One of the problems with the early RAM drives was the limitation of 32MB of the windows ramdrv.sys. An interesting product that was used for some time was vRamDir, a virtual ram drive that could be as big as your available free RAM. Also, you could remap directories to it. It was common to load temp and cache directories into RAM on startup. Running applications in RAM was really fast. This was in the days before fast CPUs. We didn’t think of it so much for security, as for speed. For example, I knew programers who compiled in a RAM drive. 

In more recent times the technology has been incorporated as a security tool. A virtual PC is like a sandbox - any configuration changes on it have absolutely no effect on the host system, but are based on the host system's hardware.

A company called SoftGrid has its SystemGuard™ - "because applications bring their own set of configurations and run within a protective virtual run-time ‘sandbox,’ there is no dependency or effect on the configuration of the machine running them."

Windows Servers include this technology. From my WinServer2003 notes: "The new Software Restriction Policies (SRP) feature creates a virtual ‘sandbox’ that prevents unauthorized code execution."

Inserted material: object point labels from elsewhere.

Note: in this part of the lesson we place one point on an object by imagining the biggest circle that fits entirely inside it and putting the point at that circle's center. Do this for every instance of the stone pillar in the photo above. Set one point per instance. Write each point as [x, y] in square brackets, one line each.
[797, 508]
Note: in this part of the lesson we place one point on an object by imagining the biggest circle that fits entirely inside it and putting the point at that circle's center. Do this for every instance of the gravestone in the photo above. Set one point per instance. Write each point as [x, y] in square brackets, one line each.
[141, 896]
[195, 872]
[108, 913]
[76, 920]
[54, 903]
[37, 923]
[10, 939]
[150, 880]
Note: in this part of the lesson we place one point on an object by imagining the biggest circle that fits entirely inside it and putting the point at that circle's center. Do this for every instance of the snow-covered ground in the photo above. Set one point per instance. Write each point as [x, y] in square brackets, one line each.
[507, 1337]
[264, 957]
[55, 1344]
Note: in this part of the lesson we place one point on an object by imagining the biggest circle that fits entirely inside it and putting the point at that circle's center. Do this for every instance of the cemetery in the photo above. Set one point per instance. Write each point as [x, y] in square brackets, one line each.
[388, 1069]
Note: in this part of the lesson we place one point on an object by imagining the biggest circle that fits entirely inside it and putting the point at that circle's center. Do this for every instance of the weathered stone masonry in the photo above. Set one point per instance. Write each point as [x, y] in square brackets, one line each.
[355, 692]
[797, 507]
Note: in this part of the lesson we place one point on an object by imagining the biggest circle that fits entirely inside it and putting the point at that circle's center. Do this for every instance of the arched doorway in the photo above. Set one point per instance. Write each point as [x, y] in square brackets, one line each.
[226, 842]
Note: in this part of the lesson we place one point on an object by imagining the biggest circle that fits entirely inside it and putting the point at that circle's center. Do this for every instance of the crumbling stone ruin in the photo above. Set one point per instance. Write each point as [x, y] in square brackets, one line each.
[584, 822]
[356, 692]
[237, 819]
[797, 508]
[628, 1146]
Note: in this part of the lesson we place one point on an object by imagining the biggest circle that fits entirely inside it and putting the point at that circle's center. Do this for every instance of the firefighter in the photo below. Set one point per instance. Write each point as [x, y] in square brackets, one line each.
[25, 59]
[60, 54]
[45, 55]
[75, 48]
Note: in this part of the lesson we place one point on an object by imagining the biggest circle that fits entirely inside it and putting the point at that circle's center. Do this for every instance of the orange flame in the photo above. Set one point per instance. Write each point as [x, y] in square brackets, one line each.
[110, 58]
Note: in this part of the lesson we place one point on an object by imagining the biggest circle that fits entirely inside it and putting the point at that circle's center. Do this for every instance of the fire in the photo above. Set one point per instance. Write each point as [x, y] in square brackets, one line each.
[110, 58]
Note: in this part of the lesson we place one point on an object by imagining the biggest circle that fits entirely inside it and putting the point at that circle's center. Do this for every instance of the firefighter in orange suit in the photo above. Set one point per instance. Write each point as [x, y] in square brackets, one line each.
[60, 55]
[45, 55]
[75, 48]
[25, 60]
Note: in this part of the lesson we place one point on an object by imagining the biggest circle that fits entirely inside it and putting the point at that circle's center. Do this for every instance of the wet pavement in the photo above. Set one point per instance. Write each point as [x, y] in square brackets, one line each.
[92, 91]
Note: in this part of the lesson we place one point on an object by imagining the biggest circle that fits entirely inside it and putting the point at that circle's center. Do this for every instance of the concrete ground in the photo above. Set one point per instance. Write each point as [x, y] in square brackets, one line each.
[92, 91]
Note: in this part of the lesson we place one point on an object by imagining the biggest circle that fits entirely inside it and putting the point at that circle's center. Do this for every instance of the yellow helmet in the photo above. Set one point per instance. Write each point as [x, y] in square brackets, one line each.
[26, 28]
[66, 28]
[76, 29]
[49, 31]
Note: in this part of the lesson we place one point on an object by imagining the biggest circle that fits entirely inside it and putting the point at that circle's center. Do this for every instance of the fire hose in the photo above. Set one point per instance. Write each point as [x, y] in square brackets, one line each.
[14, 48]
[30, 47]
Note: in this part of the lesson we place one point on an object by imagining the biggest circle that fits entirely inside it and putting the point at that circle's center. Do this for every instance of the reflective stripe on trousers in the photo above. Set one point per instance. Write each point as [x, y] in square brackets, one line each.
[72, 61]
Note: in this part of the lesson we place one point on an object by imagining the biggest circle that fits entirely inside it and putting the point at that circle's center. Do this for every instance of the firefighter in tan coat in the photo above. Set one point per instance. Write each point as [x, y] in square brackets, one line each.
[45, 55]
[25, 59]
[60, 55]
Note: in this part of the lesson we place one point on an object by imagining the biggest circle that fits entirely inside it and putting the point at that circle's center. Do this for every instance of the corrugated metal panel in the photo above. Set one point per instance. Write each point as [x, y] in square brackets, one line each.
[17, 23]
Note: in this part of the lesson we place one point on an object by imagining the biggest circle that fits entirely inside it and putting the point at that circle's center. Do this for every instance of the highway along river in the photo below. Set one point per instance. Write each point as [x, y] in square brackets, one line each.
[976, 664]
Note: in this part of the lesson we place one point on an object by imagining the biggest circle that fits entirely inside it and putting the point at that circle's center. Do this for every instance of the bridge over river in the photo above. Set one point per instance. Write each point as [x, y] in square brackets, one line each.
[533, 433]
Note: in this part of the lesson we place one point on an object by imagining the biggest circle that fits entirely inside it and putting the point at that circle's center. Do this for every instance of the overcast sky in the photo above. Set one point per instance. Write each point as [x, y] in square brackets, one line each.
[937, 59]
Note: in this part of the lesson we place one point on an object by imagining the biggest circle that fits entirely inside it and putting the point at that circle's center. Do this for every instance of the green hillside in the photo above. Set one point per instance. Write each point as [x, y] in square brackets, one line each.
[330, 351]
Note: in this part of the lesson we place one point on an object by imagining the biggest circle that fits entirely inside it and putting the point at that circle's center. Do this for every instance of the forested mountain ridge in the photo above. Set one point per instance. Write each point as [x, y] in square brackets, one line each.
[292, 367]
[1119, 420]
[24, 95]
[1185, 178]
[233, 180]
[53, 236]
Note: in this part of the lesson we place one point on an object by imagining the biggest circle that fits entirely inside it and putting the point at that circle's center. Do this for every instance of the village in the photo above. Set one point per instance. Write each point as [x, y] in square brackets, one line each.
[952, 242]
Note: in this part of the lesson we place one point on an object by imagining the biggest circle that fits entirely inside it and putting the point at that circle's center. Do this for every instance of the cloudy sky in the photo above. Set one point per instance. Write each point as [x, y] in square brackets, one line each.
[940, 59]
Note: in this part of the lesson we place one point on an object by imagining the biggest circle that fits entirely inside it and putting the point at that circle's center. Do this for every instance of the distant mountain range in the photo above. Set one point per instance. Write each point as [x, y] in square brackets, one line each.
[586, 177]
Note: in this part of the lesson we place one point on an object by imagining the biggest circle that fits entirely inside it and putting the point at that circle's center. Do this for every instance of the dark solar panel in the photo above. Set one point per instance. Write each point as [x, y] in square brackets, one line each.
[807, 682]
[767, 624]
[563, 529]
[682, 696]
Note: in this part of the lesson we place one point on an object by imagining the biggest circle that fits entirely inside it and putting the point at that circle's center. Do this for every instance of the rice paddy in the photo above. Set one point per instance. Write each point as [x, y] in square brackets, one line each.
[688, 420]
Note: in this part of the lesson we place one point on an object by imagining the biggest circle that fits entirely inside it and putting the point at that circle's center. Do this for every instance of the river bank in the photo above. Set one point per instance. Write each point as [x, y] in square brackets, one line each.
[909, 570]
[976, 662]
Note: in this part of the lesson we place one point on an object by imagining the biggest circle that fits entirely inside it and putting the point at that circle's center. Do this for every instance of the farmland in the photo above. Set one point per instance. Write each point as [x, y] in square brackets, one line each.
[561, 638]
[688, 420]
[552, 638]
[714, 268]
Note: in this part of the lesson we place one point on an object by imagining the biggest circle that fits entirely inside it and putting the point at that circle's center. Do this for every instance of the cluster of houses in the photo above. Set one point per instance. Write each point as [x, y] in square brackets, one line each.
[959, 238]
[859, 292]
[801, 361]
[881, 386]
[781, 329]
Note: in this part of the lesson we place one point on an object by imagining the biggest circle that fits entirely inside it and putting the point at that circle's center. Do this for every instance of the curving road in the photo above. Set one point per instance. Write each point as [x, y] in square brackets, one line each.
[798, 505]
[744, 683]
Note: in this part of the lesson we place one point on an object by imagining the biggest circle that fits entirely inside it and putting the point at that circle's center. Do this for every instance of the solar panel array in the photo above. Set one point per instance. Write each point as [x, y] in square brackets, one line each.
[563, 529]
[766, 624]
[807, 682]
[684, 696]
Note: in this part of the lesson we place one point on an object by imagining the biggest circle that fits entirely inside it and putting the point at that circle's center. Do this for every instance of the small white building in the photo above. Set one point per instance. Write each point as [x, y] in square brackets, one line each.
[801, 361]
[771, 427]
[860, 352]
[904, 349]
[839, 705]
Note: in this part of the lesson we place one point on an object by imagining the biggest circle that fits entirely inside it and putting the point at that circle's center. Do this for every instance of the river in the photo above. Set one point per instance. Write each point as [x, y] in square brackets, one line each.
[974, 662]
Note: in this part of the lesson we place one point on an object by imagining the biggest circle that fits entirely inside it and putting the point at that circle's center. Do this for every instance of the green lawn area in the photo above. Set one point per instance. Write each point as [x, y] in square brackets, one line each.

Tiny firewall uses sandbox technology. 

Another group of programs use the ‘*sandbox*’ idea to protect the system. Sandbox is usage of a virtual container in which untrusted programs can be safely run.

Sandboxie is a true stand-alone sandbox program. Their site diagrams nicely how it works:
http://www.sandboxie.com/

ShadowUser works on a similar principle, where the ‘ShadowMode’ creates a virtual volume:
http://www.shadowstor.com/products/I...83&ProductID=4

RollBack Rx claims to write-protect the HD and create 'Scratch Space'

These programs below uses *virtualization*. It is a framework or methodology of dividing the resources of a computer into multiple execution environments, by applying one or more concepts or technologies such as hardware and software partitioning, time-sharing, partial or complete machine simulation, emulation, quality of service, and many others.
Returnil uses a powerful virtualization technology that completely mirrors your actual computer setup and it can create a virtual storage disk within your PC where you can save documents, data, and files while using the System Protection feature.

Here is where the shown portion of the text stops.